As I seem to be the Internet's leading authority on a few obscure topics I have felt it necessary to provide an email link from this blog. And indeed I do get messages from people with questions.
But I get a lot more automated "spam". And so I have come to regard my "dagmarsuarez" email as being primarily a spam trap, checking it every week or so for the occasional living, breathing correspondent.
Most of the spam is what you would expect, and is likely the same junk you get regularly. But some of it is odd stuff, and it makes me wonder if the spambots are gaining sentience and starting to learn...
Here is a recent sampling.
"We know your company is a professional manufacturer for the wooden houses".
"Dear Sir/Madam, We'd like to purchase 150,000 of wood pallets.."
"Dear Sir, we need some wooden boats for entertainments".
These are from various Chinese senders. Guess they know I have a few acres of pine trees up North.
"Don't let middleman draw your profit from the growing hair market (human hair weaving)"
Does this take off on my status as Tacitus MD? Or simply a guess that at least 50% of internet users are male?
And my Spam Hall of (recent) Shamelessness
Third Place but honorable mention for honesty, an email consisting of a single word (with the usual don't touch it link): "ransaction".
Second Place: from "E-Z PassManager. DAGMAR pay for driving on toll road. Invoice #-----"

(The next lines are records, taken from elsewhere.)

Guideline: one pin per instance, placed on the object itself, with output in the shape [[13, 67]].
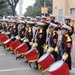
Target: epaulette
[[70, 24], [6, 25], [68, 38], [14, 26], [41, 30], [29, 29], [26, 28], [54, 33]]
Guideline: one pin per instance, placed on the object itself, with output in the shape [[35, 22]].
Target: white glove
[[56, 49], [48, 50], [65, 56]]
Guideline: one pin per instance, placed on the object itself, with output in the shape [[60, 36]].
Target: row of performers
[[38, 42]]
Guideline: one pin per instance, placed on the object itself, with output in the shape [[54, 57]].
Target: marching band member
[[53, 39], [40, 38], [68, 22], [66, 44]]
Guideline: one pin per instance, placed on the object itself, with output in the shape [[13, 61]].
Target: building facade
[[63, 8]]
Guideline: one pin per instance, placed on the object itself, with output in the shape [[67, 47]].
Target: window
[[72, 11], [60, 15]]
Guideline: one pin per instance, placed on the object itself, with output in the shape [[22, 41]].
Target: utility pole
[[20, 8], [44, 6]]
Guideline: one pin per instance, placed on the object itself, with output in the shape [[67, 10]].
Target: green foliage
[[4, 8], [36, 8]]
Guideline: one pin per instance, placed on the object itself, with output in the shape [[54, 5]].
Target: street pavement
[[10, 66]]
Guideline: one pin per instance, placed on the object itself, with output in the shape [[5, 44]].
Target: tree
[[13, 4], [4, 8], [36, 8]]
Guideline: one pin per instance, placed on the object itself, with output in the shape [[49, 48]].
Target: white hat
[[44, 17], [67, 18], [38, 17], [40, 24], [13, 21], [51, 15], [28, 17], [22, 22], [30, 23], [53, 25], [8, 16], [22, 17], [65, 26]]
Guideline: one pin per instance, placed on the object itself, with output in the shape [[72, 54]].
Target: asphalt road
[[10, 66]]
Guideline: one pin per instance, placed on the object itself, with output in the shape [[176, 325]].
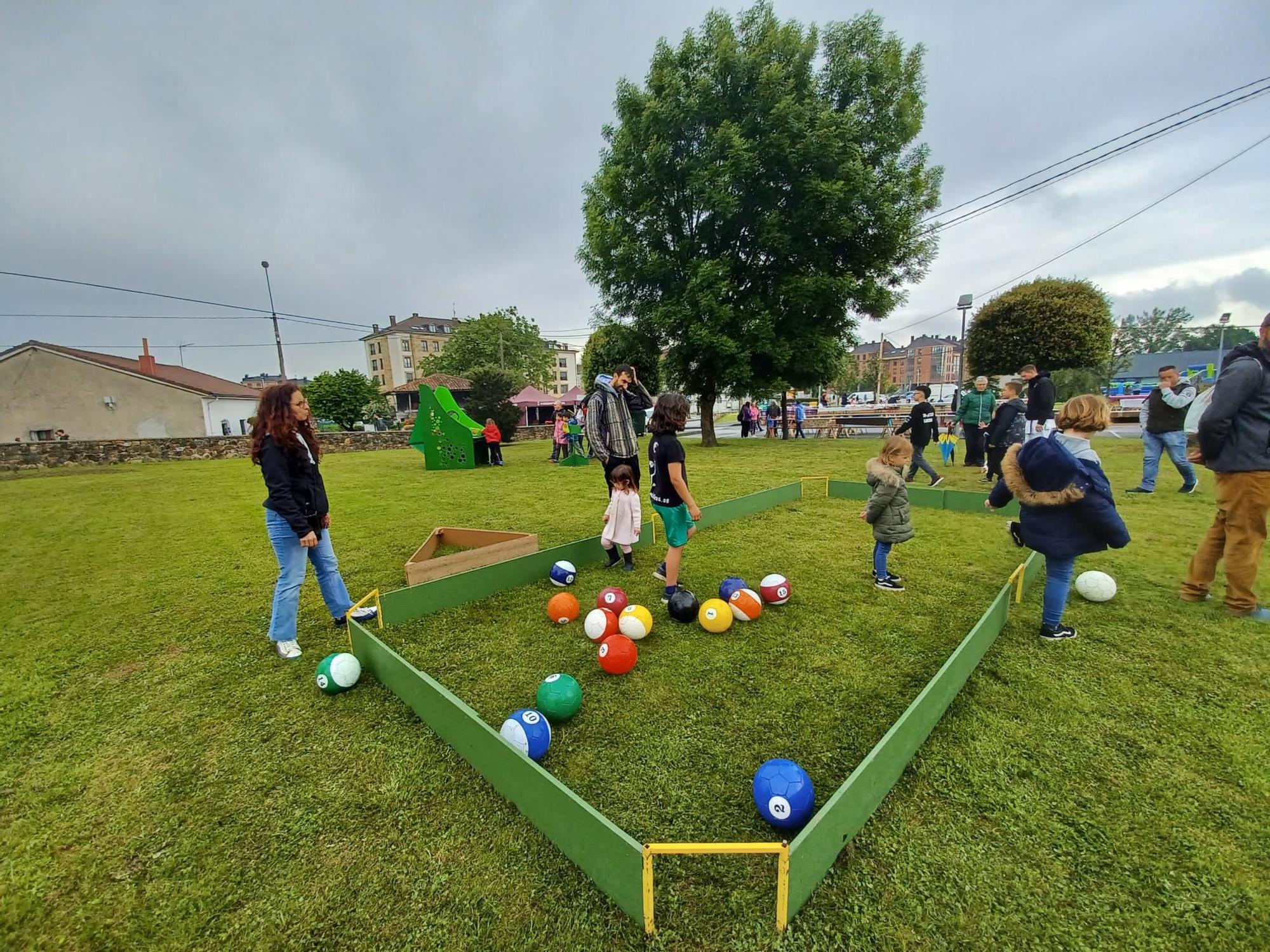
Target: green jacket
[[976, 408], [888, 510]]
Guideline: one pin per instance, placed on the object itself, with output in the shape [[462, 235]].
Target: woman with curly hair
[[298, 516]]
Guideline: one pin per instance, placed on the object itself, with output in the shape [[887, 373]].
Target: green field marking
[[418, 601], [612, 860], [815, 851]]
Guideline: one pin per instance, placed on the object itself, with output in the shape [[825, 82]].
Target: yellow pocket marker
[[783, 871]]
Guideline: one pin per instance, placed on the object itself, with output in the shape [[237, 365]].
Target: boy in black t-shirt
[[670, 492], [924, 426]]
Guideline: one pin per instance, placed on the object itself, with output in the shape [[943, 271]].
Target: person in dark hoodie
[[1066, 501], [298, 516], [1009, 427], [1235, 445], [921, 426], [1041, 402], [609, 421]]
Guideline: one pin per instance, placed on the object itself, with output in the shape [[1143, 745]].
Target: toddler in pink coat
[[623, 520]]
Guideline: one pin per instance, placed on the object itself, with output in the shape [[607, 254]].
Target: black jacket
[[1041, 398], [923, 422], [297, 491]]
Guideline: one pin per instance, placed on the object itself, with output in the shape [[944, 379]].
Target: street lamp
[[1221, 342], [963, 305], [277, 337]]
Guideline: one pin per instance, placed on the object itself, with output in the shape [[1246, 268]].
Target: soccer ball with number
[[1095, 587], [784, 794]]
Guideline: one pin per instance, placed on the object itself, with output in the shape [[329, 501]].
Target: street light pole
[[1221, 342], [277, 337]]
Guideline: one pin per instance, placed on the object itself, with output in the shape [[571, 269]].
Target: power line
[[1078, 155], [1098, 235], [172, 298], [316, 322], [1098, 161]]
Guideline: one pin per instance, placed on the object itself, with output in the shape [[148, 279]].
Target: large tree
[[758, 194], [500, 340], [345, 397], [491, 398], [613, 345], [1155, 332], [1053, 323]]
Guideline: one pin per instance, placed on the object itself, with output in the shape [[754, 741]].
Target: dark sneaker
[[1057, 633], [359, 615]]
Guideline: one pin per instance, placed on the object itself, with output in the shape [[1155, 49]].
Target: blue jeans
[[881, 552], [291, 576], [1155, 445], [1059, 585]]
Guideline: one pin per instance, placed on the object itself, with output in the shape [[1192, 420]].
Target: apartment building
[[394, 354]]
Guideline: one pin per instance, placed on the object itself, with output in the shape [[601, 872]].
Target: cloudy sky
[[427, 158]]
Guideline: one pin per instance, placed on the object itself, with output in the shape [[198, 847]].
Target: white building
[[48, 388]]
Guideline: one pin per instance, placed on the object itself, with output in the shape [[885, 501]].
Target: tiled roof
[[164, 373], [435, 380]]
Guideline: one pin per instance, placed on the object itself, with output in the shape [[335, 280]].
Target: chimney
[[147, 361]]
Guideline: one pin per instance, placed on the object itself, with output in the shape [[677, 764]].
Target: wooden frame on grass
[[613, 860]]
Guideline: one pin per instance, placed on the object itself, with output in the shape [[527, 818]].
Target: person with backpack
[[1235, 445]]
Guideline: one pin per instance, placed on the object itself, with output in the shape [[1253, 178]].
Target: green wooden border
[[610, 857], [952, 499], [815, 851], [420, 601]]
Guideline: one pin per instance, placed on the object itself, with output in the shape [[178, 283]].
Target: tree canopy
[[345, 397], [491, 398], [1053, 323], [758, 194], [613, 345], [498, 340]]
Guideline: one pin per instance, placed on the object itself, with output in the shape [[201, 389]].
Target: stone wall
[[105, 453]]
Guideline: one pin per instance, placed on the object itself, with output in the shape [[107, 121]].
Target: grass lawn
[[168, 784]]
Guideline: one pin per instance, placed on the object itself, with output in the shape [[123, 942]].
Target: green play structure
[[444, 437], [448, 403]]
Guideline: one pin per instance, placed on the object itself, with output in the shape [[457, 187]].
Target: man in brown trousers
[[1235, 445]]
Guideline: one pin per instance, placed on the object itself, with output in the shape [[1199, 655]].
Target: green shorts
[[678, 524]]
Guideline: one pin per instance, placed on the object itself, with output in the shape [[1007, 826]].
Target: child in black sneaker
[[888, 510], [670, 491]]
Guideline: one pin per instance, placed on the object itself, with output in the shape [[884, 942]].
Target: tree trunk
[[708, 435]]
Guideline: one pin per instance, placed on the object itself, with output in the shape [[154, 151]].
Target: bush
[[1053, 323]]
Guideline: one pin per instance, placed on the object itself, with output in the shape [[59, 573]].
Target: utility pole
[[277, 337]]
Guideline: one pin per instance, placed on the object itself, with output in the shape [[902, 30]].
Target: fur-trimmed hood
[[878, 472]]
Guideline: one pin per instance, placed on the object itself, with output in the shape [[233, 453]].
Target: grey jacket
[[1235, 430], [888, 510]]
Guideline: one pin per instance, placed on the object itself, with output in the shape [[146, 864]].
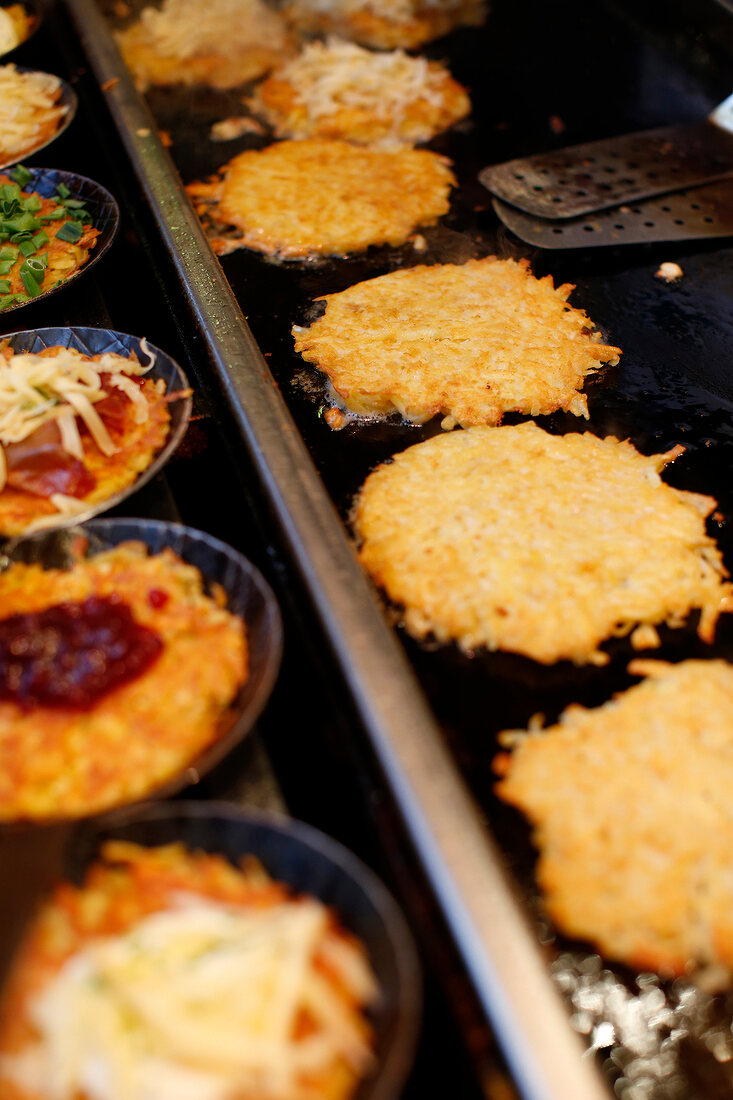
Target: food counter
[[408, 732]]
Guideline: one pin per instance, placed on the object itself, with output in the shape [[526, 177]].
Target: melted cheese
[[28, 108], [197, 1002]]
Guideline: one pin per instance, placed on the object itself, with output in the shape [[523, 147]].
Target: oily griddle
[[588, 75]]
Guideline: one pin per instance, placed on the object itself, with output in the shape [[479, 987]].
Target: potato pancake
[[262, 991], [312, 198], [65, 762], [631, 809], [17, 24], [55, 459], [542, 545], [219, 43], [43, 241], [466, 341], [30, 111], [384, 23], [337, 89]]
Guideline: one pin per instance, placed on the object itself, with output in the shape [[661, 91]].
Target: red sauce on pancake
[[73, 653]]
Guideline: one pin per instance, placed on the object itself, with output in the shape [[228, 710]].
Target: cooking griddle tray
[[597, 175], [689, 215]]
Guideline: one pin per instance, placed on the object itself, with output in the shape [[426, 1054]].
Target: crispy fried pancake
[[469, 342], [340, 90], [307, 198], [384, 23], [263, 993], [220, 43], [57, 762], [540, 545], [631, 806]]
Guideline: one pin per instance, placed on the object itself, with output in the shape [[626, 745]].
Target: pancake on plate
[[113, 677], [540, 545], [384, 23], [466, 341], [75, 430], [174, 974], [30, 111], [298, 199], [337, 89], [17, 24], [43, 241], [631, 809], [219, 43]]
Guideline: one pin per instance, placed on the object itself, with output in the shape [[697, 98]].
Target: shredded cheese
[[387, 9], [190, 28], [199, 1002], [327, 77], [36, 388], [29, 109]]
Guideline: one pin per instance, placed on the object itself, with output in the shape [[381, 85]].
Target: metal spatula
[[699, 212], [602, 174]]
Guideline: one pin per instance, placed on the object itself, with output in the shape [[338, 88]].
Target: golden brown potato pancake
[[467, 341], [312, 198], [264, 983], [137, 431], [540, 545], [337, 89], [384, 23], [220, 43], [631, 809], [56, 762]]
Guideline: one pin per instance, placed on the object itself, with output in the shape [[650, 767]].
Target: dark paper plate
[[309, 862], [248, 595], [105, 217], [67, 99], [98, 341]]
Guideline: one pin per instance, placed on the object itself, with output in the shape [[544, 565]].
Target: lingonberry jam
[[73, 653]]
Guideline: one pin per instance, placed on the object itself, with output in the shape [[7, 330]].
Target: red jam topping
[[72, 655]]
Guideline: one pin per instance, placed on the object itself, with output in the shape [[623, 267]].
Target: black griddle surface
[[545, 76]]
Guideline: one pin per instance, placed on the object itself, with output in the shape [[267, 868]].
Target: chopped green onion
[[70, 231], [21, 175], [54, 215], [32, 274]]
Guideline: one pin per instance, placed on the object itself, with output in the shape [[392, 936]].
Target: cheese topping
[[36, 388], [340, 74], [184, 29], [198, 1002], [28, 109]]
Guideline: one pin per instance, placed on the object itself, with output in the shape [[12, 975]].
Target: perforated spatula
[[602, 174]]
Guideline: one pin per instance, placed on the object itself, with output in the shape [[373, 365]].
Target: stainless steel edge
[[490, 926]]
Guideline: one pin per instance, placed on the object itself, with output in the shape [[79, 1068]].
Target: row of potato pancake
[[511, 538]]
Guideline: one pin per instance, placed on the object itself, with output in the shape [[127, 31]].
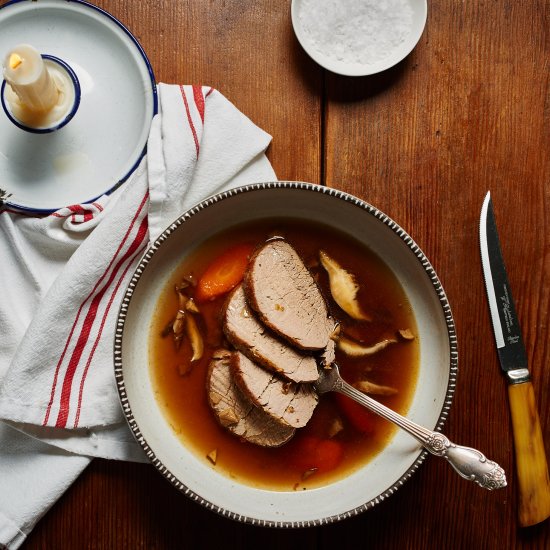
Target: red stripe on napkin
[[62, 357], [199, 101], [61, 421], [142, 232], [190, 120]]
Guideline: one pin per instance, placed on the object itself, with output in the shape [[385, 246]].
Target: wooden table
[[468, 111]]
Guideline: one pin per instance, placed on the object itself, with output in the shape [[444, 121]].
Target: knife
[[531, 465]]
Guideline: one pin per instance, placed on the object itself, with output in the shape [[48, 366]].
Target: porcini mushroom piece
[[192, 330], [191, 306], [354, 349], [406, 334], [370, 387], [228, 417], [343, 287], [213, 456], [336, 426]]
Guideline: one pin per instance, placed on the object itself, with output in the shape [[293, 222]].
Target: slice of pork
[[260, 345], [282, 291], [286, 402], [235, 412]]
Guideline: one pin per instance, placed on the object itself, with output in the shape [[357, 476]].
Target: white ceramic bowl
[[386, 472], [379, 53]]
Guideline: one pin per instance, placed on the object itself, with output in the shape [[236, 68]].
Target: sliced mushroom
[[195, 337], [343, 287], [370, 387], [178, 325], [354, 349]]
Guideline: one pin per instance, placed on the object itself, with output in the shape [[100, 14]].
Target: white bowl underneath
[[383, 475], [329, 61]]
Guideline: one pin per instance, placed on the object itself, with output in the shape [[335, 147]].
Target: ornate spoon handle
[[469, 463]]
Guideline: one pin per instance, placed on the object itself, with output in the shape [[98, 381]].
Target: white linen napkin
[[61, 282]]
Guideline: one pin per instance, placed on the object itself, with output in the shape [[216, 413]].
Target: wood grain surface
[[466, 112]]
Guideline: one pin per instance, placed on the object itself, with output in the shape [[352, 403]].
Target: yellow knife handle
[[532, 469]]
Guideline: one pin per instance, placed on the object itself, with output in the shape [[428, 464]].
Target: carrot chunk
[[357, 415], [224, 273]]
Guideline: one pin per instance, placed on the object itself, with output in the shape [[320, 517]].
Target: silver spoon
[[468, 463]]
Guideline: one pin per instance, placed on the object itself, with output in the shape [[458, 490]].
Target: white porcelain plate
[[101, 146], [383, 475]]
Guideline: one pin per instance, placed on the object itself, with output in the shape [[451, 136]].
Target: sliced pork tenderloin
[[286, 402], [284, 294], [259, 344], [235, 412]]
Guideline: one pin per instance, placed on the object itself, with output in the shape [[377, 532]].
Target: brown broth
[[184, 400]]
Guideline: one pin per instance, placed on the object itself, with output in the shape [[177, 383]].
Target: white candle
[[29, 78]]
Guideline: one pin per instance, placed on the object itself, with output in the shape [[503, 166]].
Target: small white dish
[[333, 50], [104, 141]]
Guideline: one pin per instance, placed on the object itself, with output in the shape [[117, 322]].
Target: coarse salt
[[356, 31]]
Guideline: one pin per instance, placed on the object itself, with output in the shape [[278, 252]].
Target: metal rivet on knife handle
[[534, 485]]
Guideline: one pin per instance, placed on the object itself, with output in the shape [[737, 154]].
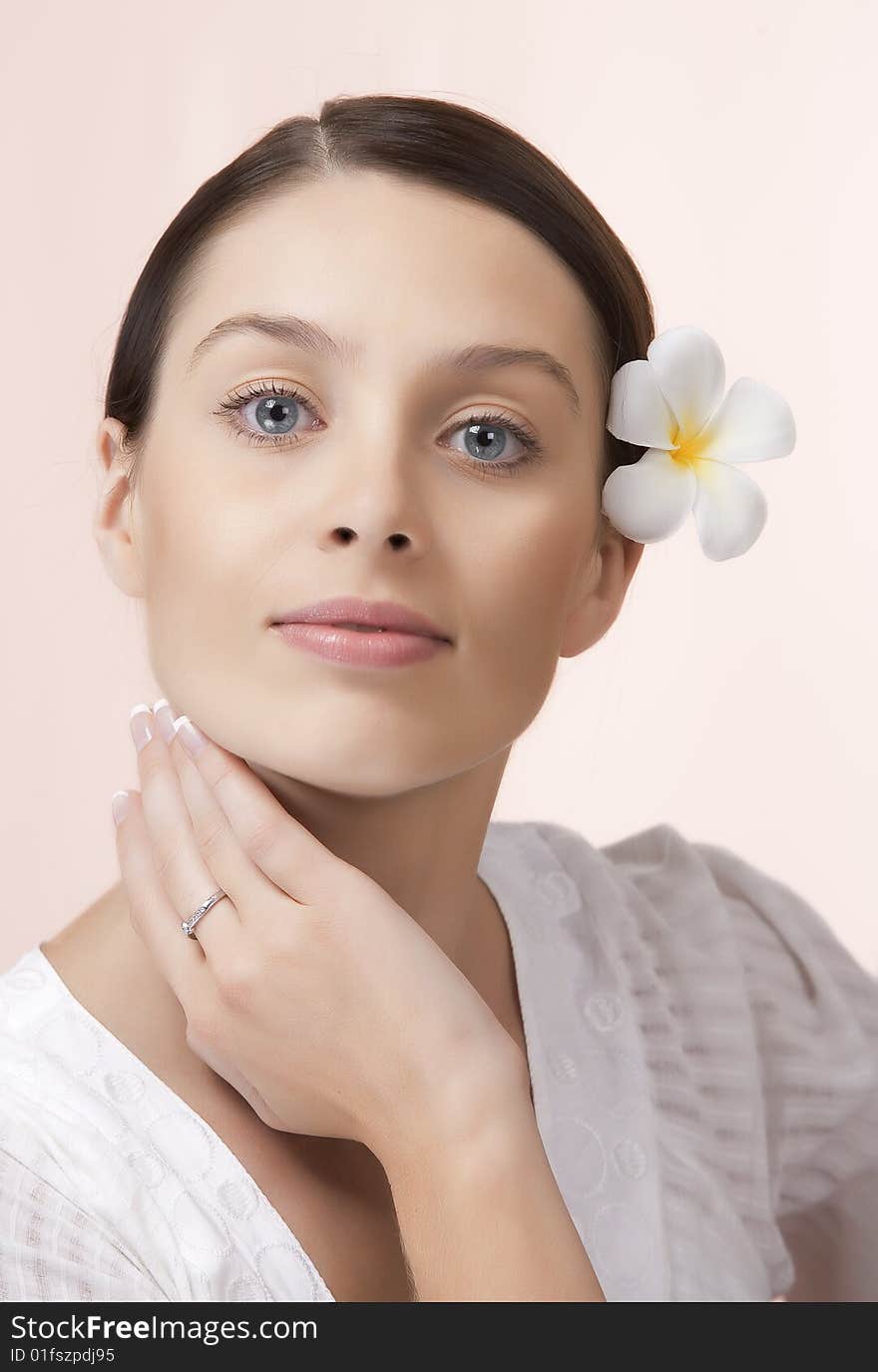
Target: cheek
[[201, 551], [526, 579]]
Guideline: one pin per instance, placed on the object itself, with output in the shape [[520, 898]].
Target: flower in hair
[[671, 402]]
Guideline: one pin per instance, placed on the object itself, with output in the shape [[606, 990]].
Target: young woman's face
[[373, 483]]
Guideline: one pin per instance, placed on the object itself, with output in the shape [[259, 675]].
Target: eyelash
[[533, 449]]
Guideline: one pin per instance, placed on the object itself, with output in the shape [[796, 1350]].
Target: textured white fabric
[[704, 1058]]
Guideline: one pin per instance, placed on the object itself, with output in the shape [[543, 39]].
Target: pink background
[[731, 149]]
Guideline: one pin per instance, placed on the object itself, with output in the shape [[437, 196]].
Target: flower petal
[[639, 412], [752, 424], [690, 370], [650, 498], [730, 511]]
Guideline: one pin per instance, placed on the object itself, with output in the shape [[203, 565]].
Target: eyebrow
[[311, 337]]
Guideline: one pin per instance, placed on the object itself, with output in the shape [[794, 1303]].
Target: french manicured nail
[[191, 737], [165, 719], [140, 720]]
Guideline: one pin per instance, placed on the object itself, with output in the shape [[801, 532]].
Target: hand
[[309, 990]]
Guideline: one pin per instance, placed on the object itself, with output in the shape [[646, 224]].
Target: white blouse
[[704, 1062]]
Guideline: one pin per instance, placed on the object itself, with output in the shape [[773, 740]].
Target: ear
[[113, 520], [601, 585]]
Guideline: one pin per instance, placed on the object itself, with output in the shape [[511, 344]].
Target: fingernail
[[191, 737], [165, 719], [140, 720]]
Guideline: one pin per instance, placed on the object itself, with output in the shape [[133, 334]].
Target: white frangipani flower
[[669, 403]]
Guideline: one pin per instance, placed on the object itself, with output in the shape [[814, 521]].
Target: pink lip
[[353, 648], [342, 610]]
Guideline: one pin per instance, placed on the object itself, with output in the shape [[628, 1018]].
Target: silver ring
[[189, 925]]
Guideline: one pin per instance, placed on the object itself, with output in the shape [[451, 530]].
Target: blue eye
[[278, 406]]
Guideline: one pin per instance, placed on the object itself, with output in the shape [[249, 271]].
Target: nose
[[344, 534]]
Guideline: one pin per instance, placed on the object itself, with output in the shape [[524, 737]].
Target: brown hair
[[430, 140]]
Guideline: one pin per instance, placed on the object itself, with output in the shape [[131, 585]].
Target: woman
[[347, 435]]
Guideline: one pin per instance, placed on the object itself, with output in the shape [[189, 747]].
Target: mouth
[[361, 617]]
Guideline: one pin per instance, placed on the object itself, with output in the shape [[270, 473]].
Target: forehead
[[399, 266]]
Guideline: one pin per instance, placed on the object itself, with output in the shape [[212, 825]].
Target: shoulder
[[734, 947]]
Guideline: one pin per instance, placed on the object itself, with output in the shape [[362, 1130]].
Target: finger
[[180, 961], [221, 852], [282, 848], [178, 859]]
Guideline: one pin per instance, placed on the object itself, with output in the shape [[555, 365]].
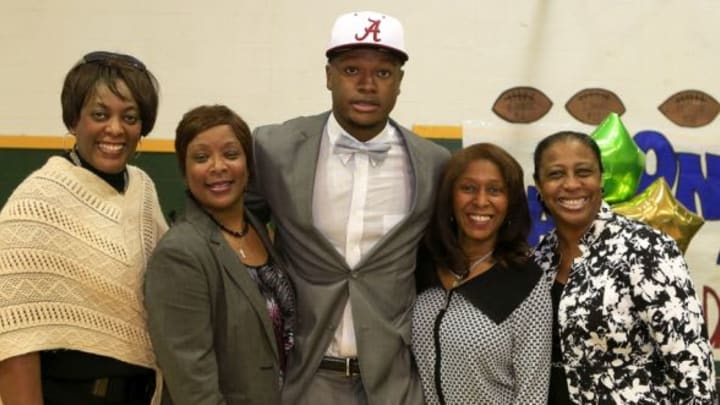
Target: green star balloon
[[623, 161]]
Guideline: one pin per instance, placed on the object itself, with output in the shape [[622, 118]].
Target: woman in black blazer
[[220, 308]]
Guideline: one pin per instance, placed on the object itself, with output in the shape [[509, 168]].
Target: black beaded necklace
[[229, 231]]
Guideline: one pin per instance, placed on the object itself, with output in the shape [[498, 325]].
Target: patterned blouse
[[486, 341], [631, 325]]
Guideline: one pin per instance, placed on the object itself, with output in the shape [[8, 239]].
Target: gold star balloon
[[623, 161], [657, 207]]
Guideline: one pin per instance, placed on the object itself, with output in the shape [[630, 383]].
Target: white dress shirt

I really liked this one because it came from an address that contained the word mummia and a suffix indicating it was an Italian web site. Mummia was a tarlike resin that was used to preserve mummies! And I have thus far never been to Italy, although I understand that semi-predatory use of speeding cams is fairly common there.
First Place, well, it is just so odd: "There are 258 students in our company. Now we need to find a professional and sophisticated wax museum immediatly for a three month training program..."
Well Mr. Zhang shaog, if that is your real name, perhaps it was not the brightest business model to begin a training school for wax museum workers. Did you first wonder a little about the world wide demand for such an arcane specialty? Best wishes, Dagmar Suarez.